Cropping

Turned out not to be all that easy. Here is my solution, using mostly numpy. skimage is very slow. We've got 31K images in the training set alone, piping it through that is gonna take a while. Divide & conquer perhaps?

I have checked in an acual Python script together with this. Also, to run it - modify the root path.

The main problem is that the black is NOT always black</b> in the backgrownd. This necessitates using contour finding. Otherwise I'd just use numpy numpy.nonzero and be done with it.



In [10]:

    
# %load edges.py
from skimage import io
from os import path
from matplotlib import pyplot as plt
from skimage.feature import canny
import numpy as np
import cv2
from skimage.color.colorconv import rgb2gray
from autocrop import crop_manual

def do_cropping(eye, edge):
    row_dim, col_dim = np.nonzero(edge)

    x_top, y_left = row_dim[0], np.min(col_dim)
    x_bottom, y_right = row_dim[-1], np.max(col_dim)

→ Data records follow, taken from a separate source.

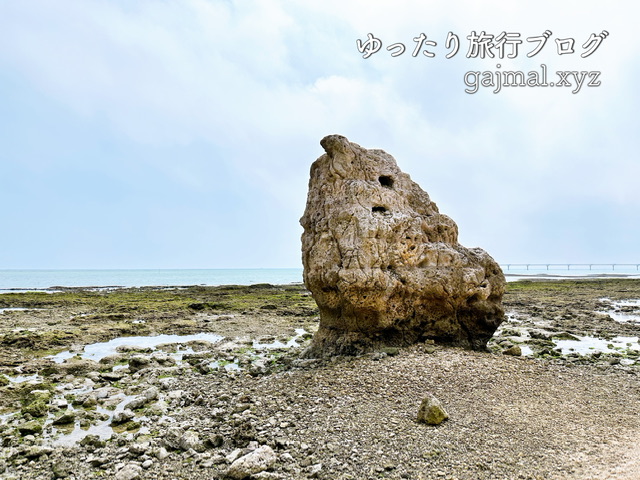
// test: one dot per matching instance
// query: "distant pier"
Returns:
(569, 266)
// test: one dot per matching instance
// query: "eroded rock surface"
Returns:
(383, 265)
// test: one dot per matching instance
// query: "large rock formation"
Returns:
(383, 265)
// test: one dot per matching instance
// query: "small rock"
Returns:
(431, 411)
(30, 428)
(37, 451)
(138, 362)
(68, 416)
(112, 376)
(97, 461)
(189, 440)
(159, 408)
(257, 461)
(161, 453)
(172, 438)
(129, 472)
(122, 417)
(93, 441)
(314, 470)
(514, 351)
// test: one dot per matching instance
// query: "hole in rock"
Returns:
(385, 181)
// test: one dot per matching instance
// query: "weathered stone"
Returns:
(514, 351)
(257, 461)
(65, 418)
(431, 411)
(384, 266)
(30, 428)
(129, 472)
(122, 417)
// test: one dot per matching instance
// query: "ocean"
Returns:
(20, 280)
(12, 280)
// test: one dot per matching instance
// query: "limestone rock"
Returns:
(384, 265)
(514, 351)
(431, 411)
(259, 460)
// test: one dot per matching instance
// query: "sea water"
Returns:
(16, 280)
(20, 280)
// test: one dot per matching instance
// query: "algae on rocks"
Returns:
(384, 265)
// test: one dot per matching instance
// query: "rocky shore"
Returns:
(211, 384)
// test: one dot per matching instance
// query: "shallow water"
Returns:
(623, 311)
(97, 351)
(587, 345)
(103, 429)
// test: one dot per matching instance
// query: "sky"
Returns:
(180, 133)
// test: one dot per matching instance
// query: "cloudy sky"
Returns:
(179, 133)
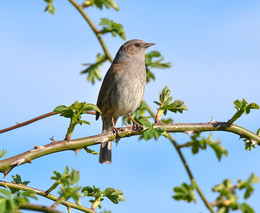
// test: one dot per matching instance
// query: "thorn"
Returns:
(77, 151)
(17, 162)
(6, 172)
(38, 147)
(117, 140)
(189, 132)
(212, 120)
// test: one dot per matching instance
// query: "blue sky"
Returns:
(214, 48)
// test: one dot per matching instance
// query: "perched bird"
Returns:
(122, 89)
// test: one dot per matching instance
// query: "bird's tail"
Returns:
(105, 154)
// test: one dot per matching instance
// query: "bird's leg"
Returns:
(136, 126)
(115, 130)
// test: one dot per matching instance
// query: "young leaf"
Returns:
(242, 107)
(100, 3)
(165, 104)
(185, 192)
(17, 180)
(109, 26)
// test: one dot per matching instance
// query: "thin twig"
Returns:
(93, 27)
(43, 194)
(39, 208)
(36, 119)
(8, 164)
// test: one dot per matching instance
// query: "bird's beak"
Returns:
(146, 45)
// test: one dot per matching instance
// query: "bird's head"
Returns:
(134, 48)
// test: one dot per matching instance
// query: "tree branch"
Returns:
(93, 27)
(43, 194)
(39, 208)
(8, 164)
(35, 119)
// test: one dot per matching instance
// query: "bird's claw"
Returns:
(137, 126)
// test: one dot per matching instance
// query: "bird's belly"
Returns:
(128, 97)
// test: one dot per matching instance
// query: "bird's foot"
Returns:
(137, 126)
(116, 130)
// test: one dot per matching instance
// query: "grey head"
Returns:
(133, 49)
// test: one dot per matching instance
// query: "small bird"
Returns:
(122, 89)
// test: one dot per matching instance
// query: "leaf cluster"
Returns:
(138, 114)
(113, 195)
(74, 112)
(67, 182)
(10, 200)
(150, 131)
(249, 144)
(242, 107)
(165, 104)
(150, 63)
(228, 199)
(185, 192)
(197, 142)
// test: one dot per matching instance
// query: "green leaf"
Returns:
(242, 107)
(60, 109)
(185, 192)
(109, 26)
(146, 123)
(50, 8)
(148, 134)
(17, 180)
(114, 195)
(100, 3)
(138, 114)
(245, 208)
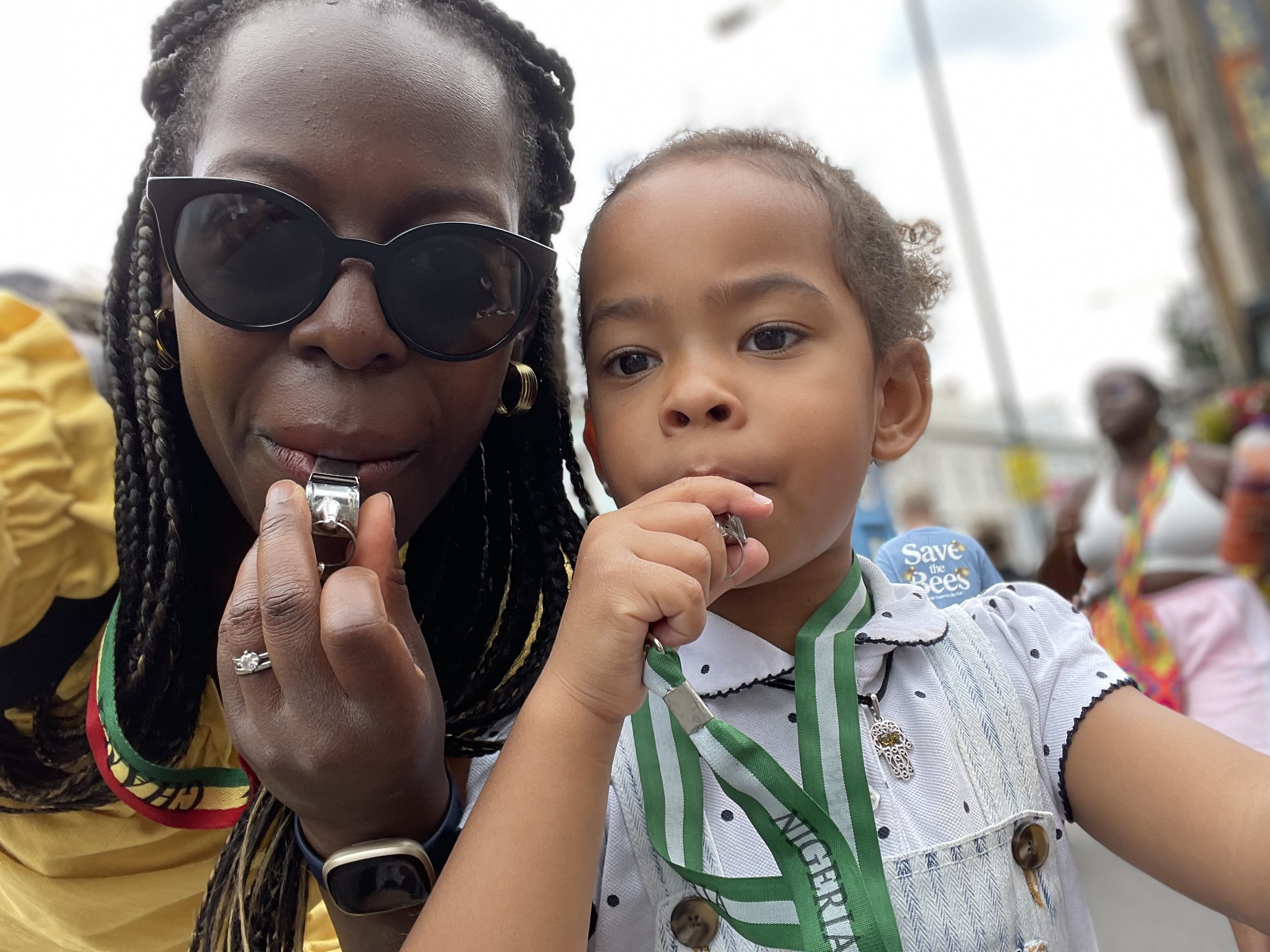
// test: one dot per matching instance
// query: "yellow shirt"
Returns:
(103, 880)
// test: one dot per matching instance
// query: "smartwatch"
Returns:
(385, 875)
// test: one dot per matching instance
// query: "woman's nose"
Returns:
(700, 399)
(350, 328)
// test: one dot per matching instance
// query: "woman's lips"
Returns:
(298, 465)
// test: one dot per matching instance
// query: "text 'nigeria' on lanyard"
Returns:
(832, 892)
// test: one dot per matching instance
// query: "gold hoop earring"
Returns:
(529, 381)
(164, 357)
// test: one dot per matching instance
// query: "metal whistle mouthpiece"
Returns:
(334, 497)
(733, 535)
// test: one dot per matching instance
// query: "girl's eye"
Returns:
(773, 338)
(632, 363)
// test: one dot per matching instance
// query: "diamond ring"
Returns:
(252, 662)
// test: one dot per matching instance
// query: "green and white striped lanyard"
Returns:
(832, 893)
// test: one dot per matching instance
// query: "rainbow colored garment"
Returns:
(200, 799)
(1124, 622)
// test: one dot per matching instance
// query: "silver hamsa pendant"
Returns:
(891, 743)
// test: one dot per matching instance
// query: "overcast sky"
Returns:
(1076, 186)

    return eye[x_top : x_bottom, y_left : y_right, :]

def crop_cv(eye):
    red_eye = eye[:, :, 0]

    # compute the Otsu th
    thresh_value, _ = cv2.threshold(red_eye, 0, 255, cv2.THRESH_BINARY | cv2.THRESH_OTSU)
    upper, lower = thresh_value, thresh_value / 2
    edges = cv2.Canny(eye, upper, lower)
    return do_cropping(eye, edges)

def crop_sk(eye):
    red_eye = rgb2gray(eye)

    edges = canny(red_eye, sigma=3)
    return do_cropping(eye, edges)

root = path.normpath('c:/kaggle/retina/train')
an_eye = path.join(root, '20677_left.jpeg')
eye = io.imread(an_eye)
#eye_cv = cv2.imread(an_eye, cv2.IMREAD_GRAYSCALE)


# get just one channel
cropped = crop_sk(eye)
cropped1 = crop_cv(eye)
cropped2 = crop_manual(eye)

f, (ax1, ax2, ax3, ax4) = plt.subplots(1, 4)
ax1.imshow(eye)
ax2.imshow(cropped)
ax3.imshow(cropped1)
ax4.imshow(cropped2)
plt.show()



In [11]:

    
%timeit crop_sk(eye)
%timeit crop_cv(eye)
%timeit crop_manual(eye)









    



1 loops, best of 3: 7.46 s per loop
1 loops, best of 3: 408 ms per loop
1 loops, best of 3: 195 ms per loop

The "auto" (or manual) method for cropping is the fastest. But we need a better methodology for detecting edges.